People stop listening. Fear fatigue sets in. Workers tune out. The message loses credibility. And safety becomes something people roll their eyes at.
Overusing scare tactics creates:
- Desensitisation
- Cynicism
- Distrust
- Quiet resistance
- A belief that H&S exaggerates everything
And once you lose trust, you lose influence.
Don’t catastrophise beyond what is reasonably practicable
Some consultants and leaders use fear as a control mechanism:
- “If you don’t do this, someone will die.”
- “This job is extremely dangerous.”
- “You could lose a limb doing that.”
- “You’ll go to jail if you don’t follow the rules.”
But if the risk is actually low, or the scenario is wildly unrealistic, you’re not educating – you’re manipulating.
HSWA is built on reasonably practicable thinking. That means:
- Realistic scenarios
- Realistic controls
- Realistic consequences
- Realistic expectations
Not theatrics. Not exaggeration. Not fear‑mongering.
Balance is everything
Effective risk communication requires balance:
- Look at what has actually happened – not what could happen in a Hollywood script.
- Understand the difference between low reporting and low risk – silence is not safety.
- Use real examples – not invented ones.
- Be proportional – match the message to the energy and exposure.
- Be honest – not dramatic.
Fear should clarify risk, not distort it.

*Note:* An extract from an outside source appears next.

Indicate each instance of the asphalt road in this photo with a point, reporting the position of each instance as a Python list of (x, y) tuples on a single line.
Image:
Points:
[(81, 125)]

Scare tactics have their place – but only as one tool among many
Used well, they can:
- Break complacency
- Highlight critical risks
- Make invisible hazards visible
- Support meaningful conversations
- Reinforce why controls matter
Used poorly, they can:
- Create panic
- Undermine trust
- Damage credibility
- Infantilise workers
- Turn safety into a joke
The goal is not to terrify people into compliance. The goal is to help them understand risk well enough to make good decisions.
The real power comes from respect, not fear
Workers don’t need to be scared into safety. They need to be:
- Informed
- Respected
- Engaged
- Listened to
- Included
- Trusted
Fear may get short‑term compliance. But respect builds long‑term culture.
So, do scare tactics work?
Yes – sometimes. But only when they’re:
- Proportionate
- Evidence‑based
- Realistic
- Used sparingly
- Balanced with logic and worker insight
Fear is a tool, not a strategy. And in NZ, where we value fairness, straight‑talking, and treating people like equals, scare tactics should never be used to control people or create blind obedience.
Use them with caution. Use them with integrity. Use them only when they serve understanding, not fear.